Amps of 5000 watts on 240V
I= V/R
I= 240/11.52
I= 20.83 amps

So what is the wattage of the same element at 208V.
We know R= 11.52 and V= 208 so we look for a formula with those known items
P=V^2 / R
P= 208^2/ 11.52
P= 3756 watts

So
I= P / V
I= 3756 / 208
I= 18.06

 

[defears]

Think of a heating element as a fixed resistance. Motors try to compensate for slightly lower voltages.

 

[jeremysterling]

...Divide the KW of the heater by voltage you are using to get the current of the heater.

Sorry, I had not had coffee yet when I wrote that. Dennis and Iwire explained it correctly. I should have written:

Divide the square of the rated voltage by the KW rating to find the resistance of the heater.

Then follow Dennis' math and Ohm's law!

5 kw heat strip
5000 w divided by 208 = 24.03 a
5000 w divided by 240 = 20 a which is less simple ohms law?

still confused sorry?

Not anymore. Thanks, Dennis.

 

[ronaldrc]

5 kw heat strip
5000 w divided by 208 = 24.03 a
5000 w divided by 240 = 20 a which is less simple ohms law?

still confused sorry?

The thing is if the heater generates 5000 watts at 240 at 208 it will be less than 5000 watts at 208 volts.

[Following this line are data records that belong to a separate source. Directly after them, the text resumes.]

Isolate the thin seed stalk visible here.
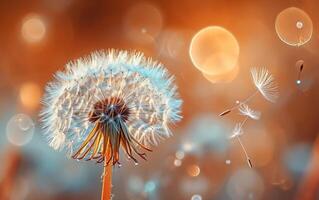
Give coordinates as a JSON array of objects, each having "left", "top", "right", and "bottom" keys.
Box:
[
  {"left": 220, "top": 90, "right": 259, "bottom": 117},
  {"left": 236, "top": 135, "right": 252, "bottom": 168}
]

Go back to ohms law and study it.

 

[augie47]

sparky333, does it make sense to you now ?

 

[ActionDave]

With a 240/480 motor the resistance of the windings changes according to how you configure the t-leads.

I think this is the part that throws a lot of guys. I know it did me for a while till I learned what Jeremy said above.

 

[Dennis Alwon]

sparky333, does it make sense to you now ?

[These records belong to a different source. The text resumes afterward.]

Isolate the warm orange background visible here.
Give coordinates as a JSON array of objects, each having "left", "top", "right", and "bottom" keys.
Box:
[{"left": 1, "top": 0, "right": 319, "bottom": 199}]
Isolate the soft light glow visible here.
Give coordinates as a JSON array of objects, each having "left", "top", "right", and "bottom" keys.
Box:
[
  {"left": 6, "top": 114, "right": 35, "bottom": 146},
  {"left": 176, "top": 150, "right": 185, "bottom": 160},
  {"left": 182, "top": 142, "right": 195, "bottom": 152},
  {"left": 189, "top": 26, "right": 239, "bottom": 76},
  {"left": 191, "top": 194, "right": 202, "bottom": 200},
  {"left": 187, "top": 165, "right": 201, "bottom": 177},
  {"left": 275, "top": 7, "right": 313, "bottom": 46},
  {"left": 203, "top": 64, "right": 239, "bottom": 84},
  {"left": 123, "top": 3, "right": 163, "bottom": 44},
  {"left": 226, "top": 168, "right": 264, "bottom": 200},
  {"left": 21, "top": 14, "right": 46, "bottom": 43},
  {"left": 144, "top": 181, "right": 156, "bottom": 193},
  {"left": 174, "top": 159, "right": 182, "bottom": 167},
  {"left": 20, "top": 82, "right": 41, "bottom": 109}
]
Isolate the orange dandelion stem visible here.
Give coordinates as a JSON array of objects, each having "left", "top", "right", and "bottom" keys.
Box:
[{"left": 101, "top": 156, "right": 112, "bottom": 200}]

You need to yell louder. Try this

sparky333, does it make sense to you now ?

 

[ronaldrc]

Bob

I agree thats the first discussion I got involved in on a electrical forum in 1995.

Here a Calculator for converting Wattage when the voltage is higher or lower.
Bottom two calculators on this web page.

http://home.comcast.net/~ronaldrc/wsb/calculators2.htm

 

[LarryFine]

There's a big difference between using simple Ohm's Law math for a varying voltage across a constant-impedance load, and making an equipment change, which means varying the impedance, for different design voltages.

When we say that voltage varies inversely with current for a given power level, we're talking about changing the load's characteristics to suit a change in supply voltage, because the goal is to be able to deliver a given load.

The design power output is the constant, and the load impedance is the direct variable. Then, the voltage we actually supply, and the resultant current, still follow Ohm's law. Note that most motor types don't follow this behavior.

A motor attempts to deliver the necessary torque the load demands, and will use more current as it's slowed by the load in an attempt to speed back up. That's why overloaded motors get hot; the increased current.

When we're talking about what happens when we vary the voltage across a given resistance, with no equipment change, then the load impedance is the constant; the supply voltage, and the resultant current, are variables.